Questi rapporti confidenziali con l’Iran rivelano l’ormai evidente fiducia occidentale nell’uomo “nuovo” di Teheran, il presidente Hasan Rouhani. Il quale, lungi dal prendere le distanze dalle dichiarazioni del suo predecessore, si è subito affrettato a dire che Israele rappresenta “una ferita da mondare”. La Bonino è in prima fila in questa tendenza: «Siamo stati tra i primi a cogliere l’importanza dell’elezione del nuovo presidente Rouhani in maggio – dichiarava al Corriere lo scorso 13 novembre - Ricordo che ancora pochi mesi fa diversi colleghi europei mi guardavano storto quando dicevo che bisognava invitare l’Iran al tavolo con la Siria. A fine agosto, dopo la strage di civili con le armi chimiche, ho chiamato più volte il ministro degli Esteri iraniano Zarif perché convincesse Assad a dare via libera agli ispettori Onu. E il 26 settembre, all’assemblea delle Nazioni Unite, c’era la fila per parlare con Zarif e Rouhani. Bisognava staccare il biglietto, come se si fosse in coda per visitare il Moma».
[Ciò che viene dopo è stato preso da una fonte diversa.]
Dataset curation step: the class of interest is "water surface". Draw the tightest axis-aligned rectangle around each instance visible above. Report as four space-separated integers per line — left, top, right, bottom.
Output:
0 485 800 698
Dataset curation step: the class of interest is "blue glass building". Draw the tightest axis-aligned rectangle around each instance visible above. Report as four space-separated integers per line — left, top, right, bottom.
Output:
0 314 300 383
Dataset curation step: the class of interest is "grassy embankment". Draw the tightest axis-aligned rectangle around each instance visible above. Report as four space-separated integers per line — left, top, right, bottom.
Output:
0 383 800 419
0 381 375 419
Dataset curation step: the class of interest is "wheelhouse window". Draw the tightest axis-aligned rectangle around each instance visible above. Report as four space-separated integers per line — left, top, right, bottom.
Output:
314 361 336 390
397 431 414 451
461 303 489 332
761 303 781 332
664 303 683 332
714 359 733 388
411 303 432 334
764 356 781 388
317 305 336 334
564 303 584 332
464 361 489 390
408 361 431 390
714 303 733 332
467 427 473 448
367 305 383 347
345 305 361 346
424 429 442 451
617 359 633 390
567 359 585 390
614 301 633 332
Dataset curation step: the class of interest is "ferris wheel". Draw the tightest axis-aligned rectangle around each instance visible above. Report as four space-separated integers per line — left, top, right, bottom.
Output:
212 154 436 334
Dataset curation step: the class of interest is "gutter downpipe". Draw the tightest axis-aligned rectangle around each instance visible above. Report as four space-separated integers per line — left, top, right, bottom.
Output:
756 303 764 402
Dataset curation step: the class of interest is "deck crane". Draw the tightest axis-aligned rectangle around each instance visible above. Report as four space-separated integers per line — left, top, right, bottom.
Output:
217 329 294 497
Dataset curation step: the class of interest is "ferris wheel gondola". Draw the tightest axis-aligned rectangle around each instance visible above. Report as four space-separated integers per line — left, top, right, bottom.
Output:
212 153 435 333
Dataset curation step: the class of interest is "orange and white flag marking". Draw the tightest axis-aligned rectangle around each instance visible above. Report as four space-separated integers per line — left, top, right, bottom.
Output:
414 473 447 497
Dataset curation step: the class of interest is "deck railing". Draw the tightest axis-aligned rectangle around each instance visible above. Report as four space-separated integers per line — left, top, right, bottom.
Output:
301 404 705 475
Non c’è niente di strano, dunque, che il nostro ministro degli Esteri accetti con “cauto ottimismo” quegli accordi di Ginevra, rischiosi più che mai, possibile antipasto di un disastro epocale. Non c’è stato alcun “regime change” in Iran. Rouhani è pur sempre un uomo selezionato e scelto dal regime. Il comando reale sul programma nucleare e sulle operazioni all’estero è sempre nelle mani dello stesso ayatollah: Alì Khamenei. L’atomica (intesa come energia e probabilmente anche come bomba) è sempre la prima ambizione della Repubblica Islamica iraniana. E Israele è sempre il primo nemico di Teheran. Non è cambiato nulla. È cambiata solo l’idea che della questione se n’è fatta la Bonino, in buona compagnia con tutte o quasi le cancellerie occidentali. Israele se ne farà una ragione?